Sepengetahuan penulis, merusak atau menghilangkan alat peraga kampanye, yang salah satunya adalah baliho, merupakan perbuatan yang tidak dibenarkan atau perbuatan yang melanggar hukum. Sebab, alat peraga kampanye (APK) adalah salah satu media kampanye dalam Pemilu atau Pemilukada, untuk mensosialisasikan diri oleh peserta Pemilu kepada masyarakat.
Dalam undang-undangnya jelas diatur. Kalau tidak salah ya, maklum lah penulis kan bukan Komisioner Bawaslu dan bukan pula orang yang memiliki latar belakang pendidikan di bidang hukum.
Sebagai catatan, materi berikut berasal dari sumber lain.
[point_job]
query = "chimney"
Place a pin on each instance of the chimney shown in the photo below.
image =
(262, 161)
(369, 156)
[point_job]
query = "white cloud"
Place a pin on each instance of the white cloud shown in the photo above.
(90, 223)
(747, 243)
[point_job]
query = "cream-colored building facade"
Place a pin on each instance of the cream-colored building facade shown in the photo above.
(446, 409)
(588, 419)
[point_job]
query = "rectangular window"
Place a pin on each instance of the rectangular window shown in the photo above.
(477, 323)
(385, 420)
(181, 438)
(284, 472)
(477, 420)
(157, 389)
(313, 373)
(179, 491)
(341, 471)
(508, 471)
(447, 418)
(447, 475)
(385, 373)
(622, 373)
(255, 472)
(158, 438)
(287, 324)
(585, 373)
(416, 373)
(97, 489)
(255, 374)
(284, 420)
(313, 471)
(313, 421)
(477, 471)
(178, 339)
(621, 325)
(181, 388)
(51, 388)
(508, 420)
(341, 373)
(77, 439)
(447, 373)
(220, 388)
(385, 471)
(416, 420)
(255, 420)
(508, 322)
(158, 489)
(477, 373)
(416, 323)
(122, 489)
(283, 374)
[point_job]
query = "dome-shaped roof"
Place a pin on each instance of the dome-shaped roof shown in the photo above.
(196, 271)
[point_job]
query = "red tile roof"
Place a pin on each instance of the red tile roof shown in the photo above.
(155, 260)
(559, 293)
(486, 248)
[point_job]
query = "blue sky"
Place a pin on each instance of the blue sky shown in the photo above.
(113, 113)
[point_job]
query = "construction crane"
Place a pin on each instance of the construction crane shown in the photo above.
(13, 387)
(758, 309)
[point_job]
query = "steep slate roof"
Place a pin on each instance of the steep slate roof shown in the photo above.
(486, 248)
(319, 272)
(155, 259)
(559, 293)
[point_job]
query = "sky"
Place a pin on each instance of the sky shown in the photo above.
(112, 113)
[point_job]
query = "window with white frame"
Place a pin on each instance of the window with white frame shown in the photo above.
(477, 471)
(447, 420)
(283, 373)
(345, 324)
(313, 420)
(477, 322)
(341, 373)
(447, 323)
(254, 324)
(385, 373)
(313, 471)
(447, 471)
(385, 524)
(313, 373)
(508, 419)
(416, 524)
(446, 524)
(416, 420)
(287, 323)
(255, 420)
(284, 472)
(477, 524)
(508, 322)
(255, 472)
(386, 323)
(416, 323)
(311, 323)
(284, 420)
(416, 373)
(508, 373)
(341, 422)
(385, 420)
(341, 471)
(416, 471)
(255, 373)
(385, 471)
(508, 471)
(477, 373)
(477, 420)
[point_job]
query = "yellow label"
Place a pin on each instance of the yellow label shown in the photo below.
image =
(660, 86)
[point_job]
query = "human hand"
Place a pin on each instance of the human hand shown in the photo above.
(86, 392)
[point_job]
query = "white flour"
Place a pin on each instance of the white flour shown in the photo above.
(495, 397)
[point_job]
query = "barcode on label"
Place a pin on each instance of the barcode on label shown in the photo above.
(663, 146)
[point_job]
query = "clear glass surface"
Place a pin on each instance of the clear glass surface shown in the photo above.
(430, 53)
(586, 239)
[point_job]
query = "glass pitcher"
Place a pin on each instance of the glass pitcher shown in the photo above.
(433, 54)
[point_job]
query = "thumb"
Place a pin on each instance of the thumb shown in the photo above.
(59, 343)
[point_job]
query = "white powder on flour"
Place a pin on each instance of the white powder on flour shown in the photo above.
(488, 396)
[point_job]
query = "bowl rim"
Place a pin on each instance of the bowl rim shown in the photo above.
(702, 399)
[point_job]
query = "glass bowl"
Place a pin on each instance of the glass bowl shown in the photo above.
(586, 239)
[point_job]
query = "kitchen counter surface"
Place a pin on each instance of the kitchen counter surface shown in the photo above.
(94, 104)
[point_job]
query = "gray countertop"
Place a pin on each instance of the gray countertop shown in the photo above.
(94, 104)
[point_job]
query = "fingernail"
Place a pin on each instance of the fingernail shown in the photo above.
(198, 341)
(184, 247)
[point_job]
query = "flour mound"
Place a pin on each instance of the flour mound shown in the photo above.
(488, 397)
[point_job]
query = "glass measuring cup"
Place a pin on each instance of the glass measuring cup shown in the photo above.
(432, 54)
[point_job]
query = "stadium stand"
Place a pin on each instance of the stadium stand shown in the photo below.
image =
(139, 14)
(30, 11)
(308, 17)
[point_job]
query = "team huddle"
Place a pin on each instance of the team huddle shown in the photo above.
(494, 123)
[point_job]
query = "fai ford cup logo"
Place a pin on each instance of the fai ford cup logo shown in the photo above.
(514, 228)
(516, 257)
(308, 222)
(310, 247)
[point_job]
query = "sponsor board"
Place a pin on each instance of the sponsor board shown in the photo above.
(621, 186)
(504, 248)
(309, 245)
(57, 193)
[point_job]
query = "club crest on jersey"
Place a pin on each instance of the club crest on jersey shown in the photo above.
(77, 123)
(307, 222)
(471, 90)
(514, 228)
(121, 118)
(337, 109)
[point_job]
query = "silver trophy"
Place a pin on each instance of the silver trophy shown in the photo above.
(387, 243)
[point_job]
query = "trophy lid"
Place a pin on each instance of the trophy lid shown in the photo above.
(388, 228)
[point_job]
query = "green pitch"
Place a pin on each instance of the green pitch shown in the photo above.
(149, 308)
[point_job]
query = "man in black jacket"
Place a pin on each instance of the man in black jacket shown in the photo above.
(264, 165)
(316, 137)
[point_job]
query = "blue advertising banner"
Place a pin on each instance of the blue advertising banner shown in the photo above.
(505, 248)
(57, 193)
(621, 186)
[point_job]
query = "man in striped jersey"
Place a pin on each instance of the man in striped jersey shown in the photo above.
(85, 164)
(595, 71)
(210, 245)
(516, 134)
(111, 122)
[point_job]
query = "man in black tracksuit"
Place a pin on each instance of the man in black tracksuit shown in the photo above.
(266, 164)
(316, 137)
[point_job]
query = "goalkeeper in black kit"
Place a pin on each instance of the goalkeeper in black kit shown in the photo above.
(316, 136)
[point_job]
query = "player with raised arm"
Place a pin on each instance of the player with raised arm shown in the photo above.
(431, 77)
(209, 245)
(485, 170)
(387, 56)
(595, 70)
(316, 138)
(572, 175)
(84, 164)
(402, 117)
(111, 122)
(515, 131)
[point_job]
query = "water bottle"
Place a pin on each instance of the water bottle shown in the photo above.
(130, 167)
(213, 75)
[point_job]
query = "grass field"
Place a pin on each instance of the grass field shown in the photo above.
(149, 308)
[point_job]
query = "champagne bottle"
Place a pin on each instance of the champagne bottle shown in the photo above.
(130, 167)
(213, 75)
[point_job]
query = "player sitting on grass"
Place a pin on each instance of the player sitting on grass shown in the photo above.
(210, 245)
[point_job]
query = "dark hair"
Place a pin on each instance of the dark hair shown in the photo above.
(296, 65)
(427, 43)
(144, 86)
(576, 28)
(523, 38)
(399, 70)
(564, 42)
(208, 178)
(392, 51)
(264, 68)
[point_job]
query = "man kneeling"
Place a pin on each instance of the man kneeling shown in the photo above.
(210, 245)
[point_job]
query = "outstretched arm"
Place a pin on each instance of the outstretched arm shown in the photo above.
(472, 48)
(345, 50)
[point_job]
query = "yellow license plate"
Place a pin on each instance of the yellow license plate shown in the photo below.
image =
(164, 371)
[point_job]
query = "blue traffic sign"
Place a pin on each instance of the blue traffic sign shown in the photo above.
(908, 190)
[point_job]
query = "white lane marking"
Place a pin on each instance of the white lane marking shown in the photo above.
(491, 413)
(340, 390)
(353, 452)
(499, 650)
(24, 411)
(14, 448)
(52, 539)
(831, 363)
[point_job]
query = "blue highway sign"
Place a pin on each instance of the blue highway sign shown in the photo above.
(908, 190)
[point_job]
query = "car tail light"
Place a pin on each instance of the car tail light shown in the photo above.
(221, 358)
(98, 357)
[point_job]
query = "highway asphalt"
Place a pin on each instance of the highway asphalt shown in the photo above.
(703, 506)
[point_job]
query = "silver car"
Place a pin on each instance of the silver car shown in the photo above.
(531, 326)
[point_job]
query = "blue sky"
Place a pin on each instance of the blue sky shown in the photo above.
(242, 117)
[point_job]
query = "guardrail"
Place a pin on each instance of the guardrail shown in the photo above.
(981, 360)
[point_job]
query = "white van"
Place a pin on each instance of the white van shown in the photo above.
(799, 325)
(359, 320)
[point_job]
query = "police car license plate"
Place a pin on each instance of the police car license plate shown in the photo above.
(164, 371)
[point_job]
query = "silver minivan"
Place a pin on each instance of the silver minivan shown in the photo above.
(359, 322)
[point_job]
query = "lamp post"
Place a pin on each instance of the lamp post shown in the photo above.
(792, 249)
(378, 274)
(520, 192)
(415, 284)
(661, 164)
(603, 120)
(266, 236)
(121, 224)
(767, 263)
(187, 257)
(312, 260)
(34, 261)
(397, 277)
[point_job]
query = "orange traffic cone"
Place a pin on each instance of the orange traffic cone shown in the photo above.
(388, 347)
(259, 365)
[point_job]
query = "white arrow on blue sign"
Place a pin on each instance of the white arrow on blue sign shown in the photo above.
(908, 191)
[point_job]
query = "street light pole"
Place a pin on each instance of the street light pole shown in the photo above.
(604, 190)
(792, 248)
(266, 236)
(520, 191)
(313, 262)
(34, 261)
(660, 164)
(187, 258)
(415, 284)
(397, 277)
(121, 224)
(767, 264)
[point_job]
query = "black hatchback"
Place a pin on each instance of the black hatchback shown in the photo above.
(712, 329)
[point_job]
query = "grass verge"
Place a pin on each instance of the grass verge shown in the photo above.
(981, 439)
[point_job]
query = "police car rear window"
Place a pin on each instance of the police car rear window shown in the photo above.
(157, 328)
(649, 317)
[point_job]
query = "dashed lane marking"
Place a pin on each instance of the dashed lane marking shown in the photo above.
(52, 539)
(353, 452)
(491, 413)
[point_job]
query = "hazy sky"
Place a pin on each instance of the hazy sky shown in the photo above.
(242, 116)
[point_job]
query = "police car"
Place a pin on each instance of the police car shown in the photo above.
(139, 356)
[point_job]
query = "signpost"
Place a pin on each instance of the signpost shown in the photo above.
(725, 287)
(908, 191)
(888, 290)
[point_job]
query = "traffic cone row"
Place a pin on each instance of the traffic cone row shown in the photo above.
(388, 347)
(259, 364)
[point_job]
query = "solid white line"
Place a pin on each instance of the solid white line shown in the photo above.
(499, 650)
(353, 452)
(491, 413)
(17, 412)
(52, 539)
Undang-undang yang mengatur hal tersebut yakni undang-undang Nomor 7 Tahun 2017 tentang Pemilu Pasal 280 ayat (1) huruf g menyebutkan bahwa pengrusakan dan penghilangan APK Pemilu 2024 merupakan tindak pidana Pemilu walaupun untuk saat ini pihak Bawaslu belum memiliki kewenangan untuk menindak hal tersebut karena Pilkada belum memasuki tahapan kampanye.
Dalam Undang-undang Pemilu tersebut memang tidak mengatur perusakan APK oleh masyarakat, namun yang diatur hanyalah pelaksana peserta Pemilu dan tim kampanye. Namun, masyarakat yang merusak APK dapat dipidana melalui Kitab Undang-undang Hukum Pidana (KUHP).
Pelaku perusakan APK dapat dikenai sanksi penjara paling lama 2 tahun dan denda paling banyak Rp24 juta.
Tentunya, banyak pihak berharap agar Pilkada tahun ini tidak terjadi pelanggaran maupun kegaduhan sehingga berjalan aman dan damai.